The U.S. Attorney's Office won't comment on its ongoing investigation.
Not guilty plea
Robert Salamon, who also went by Sam Salamon, was released on $200,000 bail on May 19 on the immigration fraud charge. His next scheduled court appearance is July 20. He did not return messages and e-mails requesting comment.
But his lawyer, Raymond A. Levites, a former federal prosecutor, said: "My client has pleaded not guilty."
Levites said "having business dealings with people doesn't equate to criminal knowledge and intent."

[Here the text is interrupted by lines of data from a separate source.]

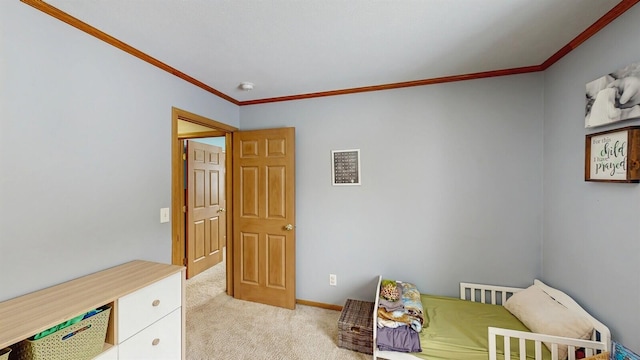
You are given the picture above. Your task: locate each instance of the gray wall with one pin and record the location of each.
(85, 154)
(591, 230)
(451, 186)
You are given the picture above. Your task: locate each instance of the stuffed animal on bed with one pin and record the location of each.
(389, 290)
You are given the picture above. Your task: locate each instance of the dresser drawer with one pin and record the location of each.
(140, 309)
(161, 340)
(111, 354)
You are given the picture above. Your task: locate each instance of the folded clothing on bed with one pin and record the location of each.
(411, 313)
(402, 339)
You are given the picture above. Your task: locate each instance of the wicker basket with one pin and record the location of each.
(4, 353)
(601, 356)
(80, 341)
(355, 326)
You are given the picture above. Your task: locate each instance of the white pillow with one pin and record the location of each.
(542, 314)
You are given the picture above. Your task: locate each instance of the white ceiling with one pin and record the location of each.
(288, 47)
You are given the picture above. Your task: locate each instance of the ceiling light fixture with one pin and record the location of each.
(246, 86)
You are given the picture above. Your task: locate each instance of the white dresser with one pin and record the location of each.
(147, 313)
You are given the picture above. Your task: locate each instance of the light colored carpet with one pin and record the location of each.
(221, 327)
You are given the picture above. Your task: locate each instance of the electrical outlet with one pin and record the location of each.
(333, 280)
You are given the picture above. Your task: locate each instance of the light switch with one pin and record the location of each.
(164, 215)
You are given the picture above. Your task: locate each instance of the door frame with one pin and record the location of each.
(178, 226)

Levites said he anticipates others to be charged: "It bears emphasis that there are a substantial number of people and one or more attorneys who are alleged to have been involved in these matters and it's open to question as to precisely who did what, and who knew what and when."
Salamon worked with others in an unidentified law office in Manhattan, according to the complaint. A cooperating witness, the complaint said, told authorities that between January 2001 and February 2006 Salamon "assisted clients of the Law Office in evading the requirements of the immigration law for commercial gain."
The witness told authorities Salamon "was responsible for recruiting sponsors whose companies were used to support fraudulent immigration applications," according to the complaint.
The complaint details cases of two clients who say they gave Salamon their personal information and work experience and $17,000 each for applications to adjust their status to become legal permanent residents.
A year later when the two reviewed their files, the clients found their work experience, training and listed occupations to be false, the complaint said. Additionally, it said, their files included experience letters from prior employers for whom they never worked, signatures that weren't theirs, and in one case an altered "case information screen" used by the Department of Labor for processing applications. Both of the applications made them eligible for an amnesty period for immigrants who filed applications on or before April 30, 2001, which they had not, the complaint said.
A voice mail on a number listed on Salamon's card now says: "Due to an audit of the U.S. Department of Labor and U.S. Immigration, this office is closed at the moment. Please be patient and we will notify you when we will reopen."
Number of victims growing
As authorities continue to probe, area immigration attorneys say they're being inundated with people who say they were Salamon's former clients.
Carlos Piovanetti, managing attorney at Ola of Eastern Long Island Inc. said he's been in touch with dozens of immigrants who say they paid between $10,000 and $20,000 apiece for applications. Most now face deportation orders. "They did it because they're desperate to get employment authorization so they can work legally in this country," he said. "They had no intention of defrauding anyone."
Melinda Rubin, a Hampton Bays attorney, said she works with about 14 immigrants who went to Salamon. "Most of these people don't read and write English. They had no idea what they were signing," she said.